Next year marks 190 years since the historic passing of the ‘Roman Catholic Relief Act’ by the British House of Commons. The legislation brought an end to a lot of the cruel restrictions that had been placed on Catholics by the penal laws.
Daniel O’Connell – the liberator – had been a tireless campaigner for the rights of the vast majority of Irish citizens who were relegated to second-class citizenry by virtue of their baptism in to the Catholic Church.
Emancipation marked not only relief for hard-pressed Catholics, but a new beginning for the hierarchy. Soon, a massive building programme was rolled out and churches and chapels of ease started to appear at every crossroads to meet the needs of the faithful.
The same was true of Catholic schools and giants of the hierarchy such as Archbishop John MacHale – referred to as the “lion of the west” – saw Catholic education as a vehicle to build a homogeneous and self-confident Catholic community after generations of persecution.
Priests and the hierarchy became all powerful and a once downtrodden Church expanded its infrastructure widely.
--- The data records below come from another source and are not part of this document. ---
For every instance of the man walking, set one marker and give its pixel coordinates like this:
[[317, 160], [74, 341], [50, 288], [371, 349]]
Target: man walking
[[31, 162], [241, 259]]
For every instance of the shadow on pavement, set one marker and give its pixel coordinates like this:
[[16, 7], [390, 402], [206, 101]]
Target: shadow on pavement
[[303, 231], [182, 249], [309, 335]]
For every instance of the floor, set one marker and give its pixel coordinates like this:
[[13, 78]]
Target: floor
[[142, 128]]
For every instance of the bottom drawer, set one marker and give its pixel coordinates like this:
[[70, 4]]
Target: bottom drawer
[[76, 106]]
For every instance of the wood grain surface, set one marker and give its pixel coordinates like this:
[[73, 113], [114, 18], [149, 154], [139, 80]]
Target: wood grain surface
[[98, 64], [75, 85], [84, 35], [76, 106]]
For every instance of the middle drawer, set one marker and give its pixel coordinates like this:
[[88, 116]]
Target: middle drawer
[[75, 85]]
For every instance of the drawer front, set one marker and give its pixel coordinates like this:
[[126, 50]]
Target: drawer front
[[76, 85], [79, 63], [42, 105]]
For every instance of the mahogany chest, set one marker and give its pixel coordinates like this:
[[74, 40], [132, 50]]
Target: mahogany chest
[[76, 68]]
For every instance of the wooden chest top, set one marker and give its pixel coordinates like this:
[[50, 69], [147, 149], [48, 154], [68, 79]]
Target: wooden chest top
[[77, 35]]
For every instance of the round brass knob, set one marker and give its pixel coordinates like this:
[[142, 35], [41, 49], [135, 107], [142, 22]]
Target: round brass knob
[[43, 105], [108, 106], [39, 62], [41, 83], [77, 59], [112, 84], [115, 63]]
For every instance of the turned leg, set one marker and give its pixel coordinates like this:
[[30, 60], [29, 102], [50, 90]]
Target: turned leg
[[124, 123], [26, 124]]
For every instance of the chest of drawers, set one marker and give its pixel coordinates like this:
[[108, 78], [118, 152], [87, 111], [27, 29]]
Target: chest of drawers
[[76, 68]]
The symbiosis between nationalism and Catholicism was secured.
The charismatic Mother Mary Aikenhead and her ‘Religious Sisters of Charity’ founded St Vincent’s Hospital in 1834 and it has served patients in the capital and farther afield ever since.
St Vincent’s and the sisters are in the news at the moment with controversy raging over the ownership of the site of the proposed National Maternity Hospital.
While the sisters announced last year that they intended to relinquish ownership of the hospitals and the land where the new NMH will be built, they have remained tight-lipped about how they will manage restrictions from doing this contained in Church law.
The sisters will require Vatican approval before divesting from the hospitals. The reason?
Well, it’s simple, from the point of view of Canon Law the sisters hold the hospital in trust on behalf of Catholics rather than own it per se.
Assets such as churches and religious-run hospitals and institutions are established for, and are supposed to fulfil functions in keeping with the needs and aspirations of the Catholic community.
Places like St Vincent’s and the Mater Hospital were built on the pennies and half-pennies of the indigent Catholics who survived the Famine and contributed to collection plates at a time when they had precious little.
And yet, nowhere in the discussion is the voice of ordinary Catholics for whom these institutions are supposed to be held in trust. Instead, religious congregations often appear to act as if the property of which they are stewards is their own, to do with as they will.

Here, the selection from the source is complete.